At the same time, Apple secured a legal victory in another front: on October 27, 2025, a federal judge in California decertified a long‑standing class action covering tens of millions of iOS users who claimed Apple’s App Store monopoly led to higher app prices. The court found the plaintiffs’ damages model could not reliably show class‑wide harm.  [44]

Taken together with the EU and Indian matters, the picture is clear: Apple’s ecosystem — especially the App Store, data‑tracking rules and default services — will remain under intense regulatory and legal scrutiny for years.


What it all means for Apple’s next chapter

Zooming out, several themes define Apple’s position heading into 2026:

  • AI at the center – Apple Intelligence and the M5 chip make clear that Apple sees on‑device and tightly integrated AI as its main competitive edge, rather than the cloud‑only approach of some rivals.
  • Services and content as stabilizers – Record Services revenue, App Store Awards, Apple Music’s Artist of the Year and the MLS deal all reinforce Apple’s strategy of deepening engagement and recurring revenue around its devices.  [45]
  • Industrial and climate commitments – The $600 billion U.S. investment plan and global Restore Fund projects show Apple betting that control over manufacturing and a credible climate story are now competitive necessities, not optional extras.  [46]
  • Regulatory risk as a constant – From DMA fines and new gatekeeper probes to U.S. and Indian antitrust cases, Apple’s business model is being probed on multiple fronts. Outcomes could affect fees, default settings, distribution rules and margins — even if they won’t change overnight.  [47]
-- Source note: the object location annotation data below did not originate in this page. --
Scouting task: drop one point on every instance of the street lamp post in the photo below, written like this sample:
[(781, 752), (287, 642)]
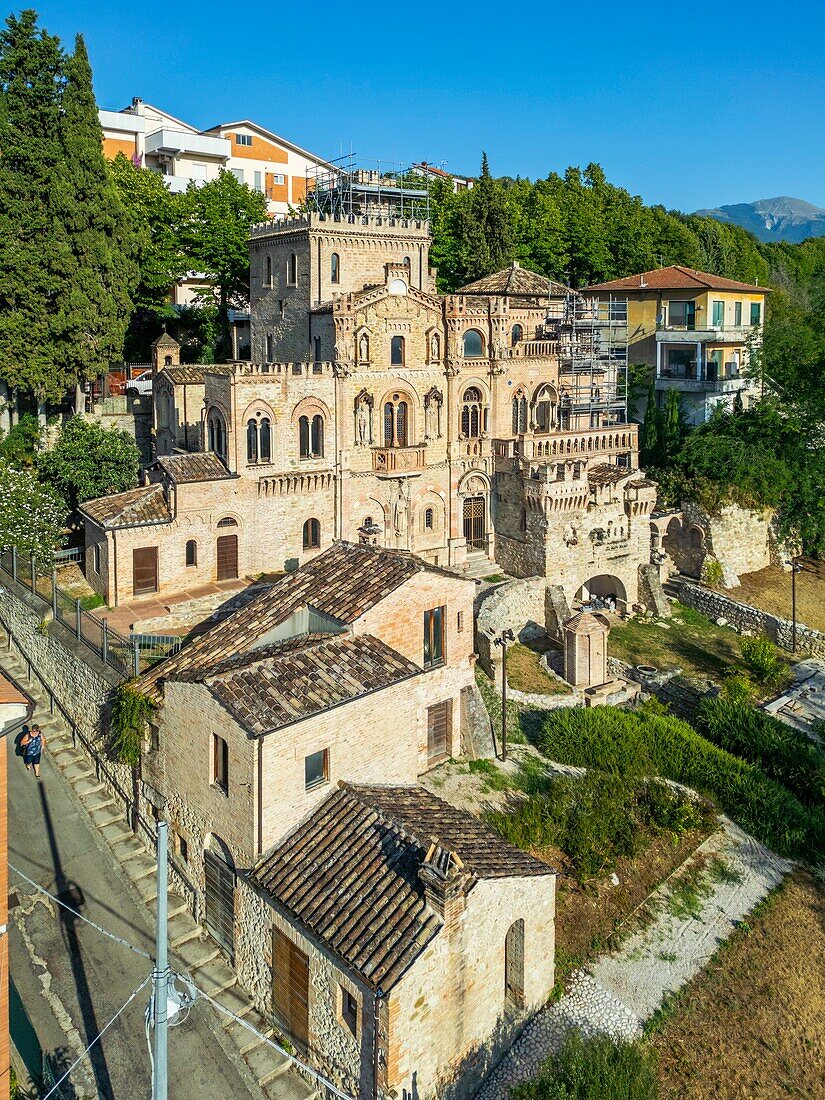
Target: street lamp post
[(502, 640)]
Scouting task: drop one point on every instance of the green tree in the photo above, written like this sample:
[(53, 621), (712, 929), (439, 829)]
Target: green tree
[(94, 300), (32, 515), (216, 230), (34, 253), (89, 461)]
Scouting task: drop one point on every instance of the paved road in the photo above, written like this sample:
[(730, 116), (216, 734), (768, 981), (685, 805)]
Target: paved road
[(73, 980)]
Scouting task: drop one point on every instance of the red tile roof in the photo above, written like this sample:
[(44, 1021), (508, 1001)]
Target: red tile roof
[(675, 278)]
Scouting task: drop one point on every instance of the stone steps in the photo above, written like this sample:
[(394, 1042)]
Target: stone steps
[(265, 1069)]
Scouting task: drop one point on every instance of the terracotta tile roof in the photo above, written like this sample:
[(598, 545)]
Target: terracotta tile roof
[(11, 694), (194, 374), (132, 508), (199, 465), (675, 278), (350, 873), (516, 282), (342, 583), (287, 682), (605, 473)]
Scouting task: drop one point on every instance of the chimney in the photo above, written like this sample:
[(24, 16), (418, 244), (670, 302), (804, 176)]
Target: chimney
[(444, 883)]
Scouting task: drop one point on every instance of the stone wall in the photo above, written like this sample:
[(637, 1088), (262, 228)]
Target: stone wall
[(746, 618), (79, 682)]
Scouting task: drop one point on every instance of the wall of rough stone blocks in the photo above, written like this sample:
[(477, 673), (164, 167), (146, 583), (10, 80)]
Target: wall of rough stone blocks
[(452, 1022), (745, 617)]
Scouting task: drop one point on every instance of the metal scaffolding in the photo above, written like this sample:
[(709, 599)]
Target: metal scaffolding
[(341, 189), (592, 338)]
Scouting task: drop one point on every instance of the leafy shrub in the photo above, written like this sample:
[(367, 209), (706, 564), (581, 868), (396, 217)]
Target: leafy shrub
[(594, 1068), (595, 818), (781, 752), (636, 744), (761, 659)]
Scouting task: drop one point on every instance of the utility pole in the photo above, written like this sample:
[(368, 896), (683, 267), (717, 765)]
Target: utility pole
[(162, 969), (505, 637)]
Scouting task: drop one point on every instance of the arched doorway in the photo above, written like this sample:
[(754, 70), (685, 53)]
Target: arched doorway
[(219, 870), (603, 592)]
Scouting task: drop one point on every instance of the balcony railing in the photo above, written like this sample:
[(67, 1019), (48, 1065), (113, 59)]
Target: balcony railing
[(397, 461)]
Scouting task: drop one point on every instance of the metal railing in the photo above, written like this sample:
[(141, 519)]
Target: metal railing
[(128, 656)]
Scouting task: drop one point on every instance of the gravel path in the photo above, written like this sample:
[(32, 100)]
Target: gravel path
[(618, 992)]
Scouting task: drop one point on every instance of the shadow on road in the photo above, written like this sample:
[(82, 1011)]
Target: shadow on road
[(73, 895)]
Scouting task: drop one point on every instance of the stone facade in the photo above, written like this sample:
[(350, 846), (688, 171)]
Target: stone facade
[(373, 402)]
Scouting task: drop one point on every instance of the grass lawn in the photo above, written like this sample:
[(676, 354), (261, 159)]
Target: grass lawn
[(694, 644), (525, 672), (752, 1022)]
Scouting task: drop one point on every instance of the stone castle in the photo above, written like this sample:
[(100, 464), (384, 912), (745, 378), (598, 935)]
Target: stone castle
[(483, 426)]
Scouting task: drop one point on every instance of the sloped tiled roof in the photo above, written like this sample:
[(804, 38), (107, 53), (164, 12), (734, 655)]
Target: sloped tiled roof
[(516, 282), (350, 873), (194, 374), (287, 682), (199, 465), (132, 508), (675, 278), (343, 583)]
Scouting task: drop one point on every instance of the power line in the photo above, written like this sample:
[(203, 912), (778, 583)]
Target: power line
[(98, 1036), (307, 1069), (63, 904)]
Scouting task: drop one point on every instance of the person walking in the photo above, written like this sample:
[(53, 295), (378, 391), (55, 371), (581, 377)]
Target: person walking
[(33, 743)]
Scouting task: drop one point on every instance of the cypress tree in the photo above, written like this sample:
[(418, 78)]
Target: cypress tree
[(34, 257), (95, 300)]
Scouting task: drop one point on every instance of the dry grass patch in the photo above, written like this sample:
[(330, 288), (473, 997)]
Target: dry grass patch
[(770, 590), (752, 1023)]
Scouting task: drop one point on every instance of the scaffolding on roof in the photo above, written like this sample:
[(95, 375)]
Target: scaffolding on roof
[(343, 188)]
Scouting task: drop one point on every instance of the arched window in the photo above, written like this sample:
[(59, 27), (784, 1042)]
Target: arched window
[(519, 415), (473, 344), (251, 441), (471, 413), (265, 440), (396, 421), (217, 433), (396, 351), (310, 437), (311, 535), (317, 436)]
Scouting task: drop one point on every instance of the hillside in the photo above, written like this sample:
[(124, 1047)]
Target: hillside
[(780, 219)]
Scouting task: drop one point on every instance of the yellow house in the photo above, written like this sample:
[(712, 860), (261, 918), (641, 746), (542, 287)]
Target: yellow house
[(694, 330)]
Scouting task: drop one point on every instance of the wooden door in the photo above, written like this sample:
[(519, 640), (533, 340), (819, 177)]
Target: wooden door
[(144, 570), (290, 987), (474, 523), (220, 900), (227, 557), (439, 727)]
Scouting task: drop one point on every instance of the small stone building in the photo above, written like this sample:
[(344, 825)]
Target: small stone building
[(387, 905)]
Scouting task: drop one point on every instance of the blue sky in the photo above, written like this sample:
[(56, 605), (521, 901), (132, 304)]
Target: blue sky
[(691, 105)]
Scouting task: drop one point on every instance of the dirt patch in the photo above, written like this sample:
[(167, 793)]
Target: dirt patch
[(752, 1023), (597, 916), (770, 591)]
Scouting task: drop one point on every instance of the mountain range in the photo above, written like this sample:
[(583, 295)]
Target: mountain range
[(780, 219)]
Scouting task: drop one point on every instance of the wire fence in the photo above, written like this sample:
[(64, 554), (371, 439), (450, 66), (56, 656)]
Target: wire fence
[(128, 655)]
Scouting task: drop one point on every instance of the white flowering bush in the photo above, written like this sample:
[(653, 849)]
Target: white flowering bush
[(31, 515)]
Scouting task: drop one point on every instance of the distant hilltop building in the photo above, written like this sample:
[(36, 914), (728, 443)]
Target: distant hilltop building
[(694, 331)]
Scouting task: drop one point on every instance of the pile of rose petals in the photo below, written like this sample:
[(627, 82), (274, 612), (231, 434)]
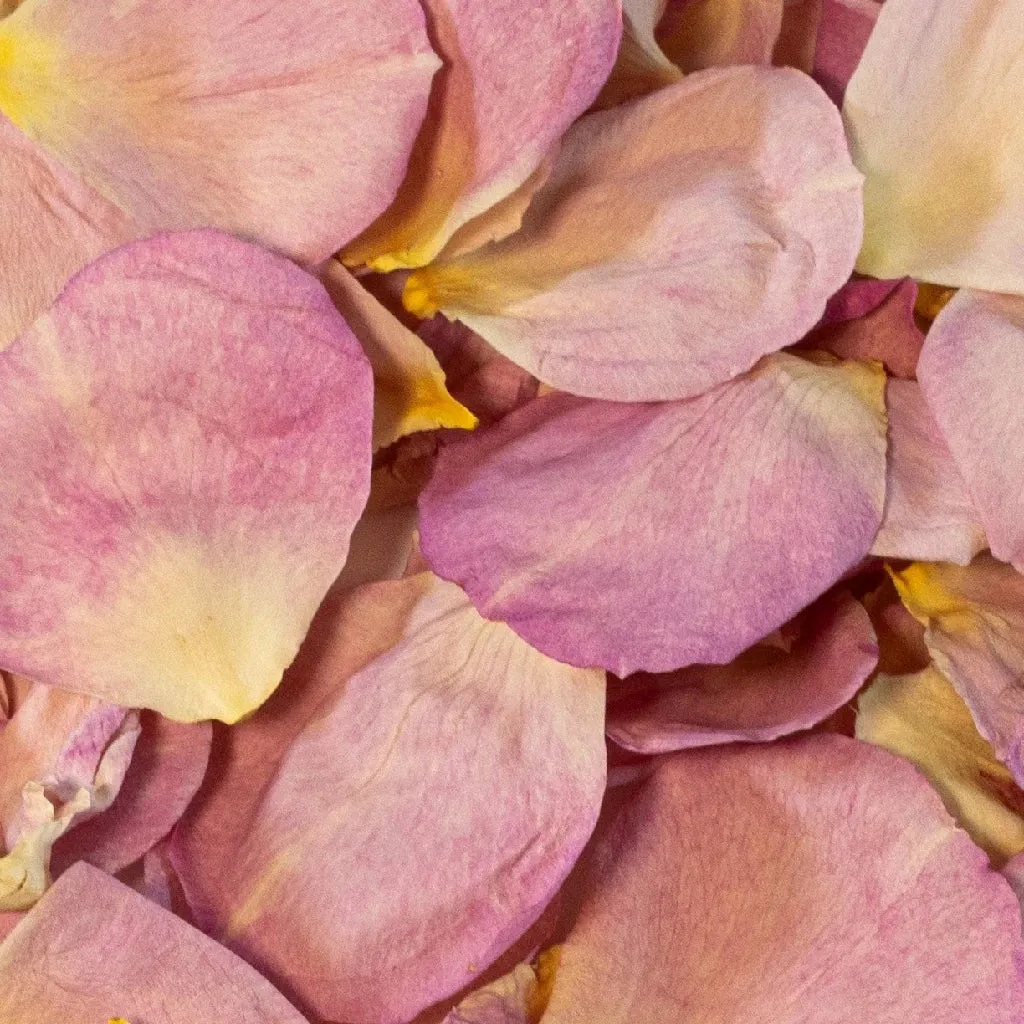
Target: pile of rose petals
[(512, 512)]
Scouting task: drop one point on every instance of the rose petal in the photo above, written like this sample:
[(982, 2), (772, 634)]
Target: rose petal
[(678, 240), (974, 620), (460, 747), (772, 689), (969, 370), (922, 718), (929, 513), (92, 948), (739, 886), (242, 117), (186, 436), (482, 137), (927, 113), (645, 538)]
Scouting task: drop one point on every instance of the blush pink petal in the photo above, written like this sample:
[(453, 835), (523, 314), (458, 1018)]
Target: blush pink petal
[(646, 538), (970, 370), (185, 436), (290, 124), (513, 82), (52, 225), (450, 783), (778, 686), (679, 239), (929, 514), (93, 950), (817, 881)]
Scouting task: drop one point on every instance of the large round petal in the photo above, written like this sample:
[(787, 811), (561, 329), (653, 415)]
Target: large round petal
[(818, 881), (645, 538), (185, 442), (930, 112), (382, 835), (679, 239), (287, 123)]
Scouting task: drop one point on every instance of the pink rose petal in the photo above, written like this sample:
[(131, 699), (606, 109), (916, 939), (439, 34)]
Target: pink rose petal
[(817, 881), (646, 538), (678, 240), (457, 776), (93, 949), (185, 436), (287, 123), (929, 513), (781, 685)]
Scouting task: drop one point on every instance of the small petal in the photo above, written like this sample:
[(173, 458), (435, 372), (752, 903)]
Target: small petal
[(456, 745), (678, 240), (186, 438), (645, 538)]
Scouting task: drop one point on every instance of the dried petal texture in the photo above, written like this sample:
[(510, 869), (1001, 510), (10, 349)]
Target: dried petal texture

For consumers, the near‑term impact is mostly upside: smarter features on existing devices, powerful new Macs and iPads, more content in Apple’s services, and incremental changes to how apps can bill and communicate prices — particularly in the EU.

For Apple itself, 2025 looks like a balancing act: leveraging AI and silicon to keep its ecosystem attractive and sticky, while adapting just enough to regulators’ demands to avoid more severe remedies.

How that balance holds — especially if gatekeeper designations expand and the DOJ case proceeds to trial — will be one of the biggest tech stories to watch in the years ahead.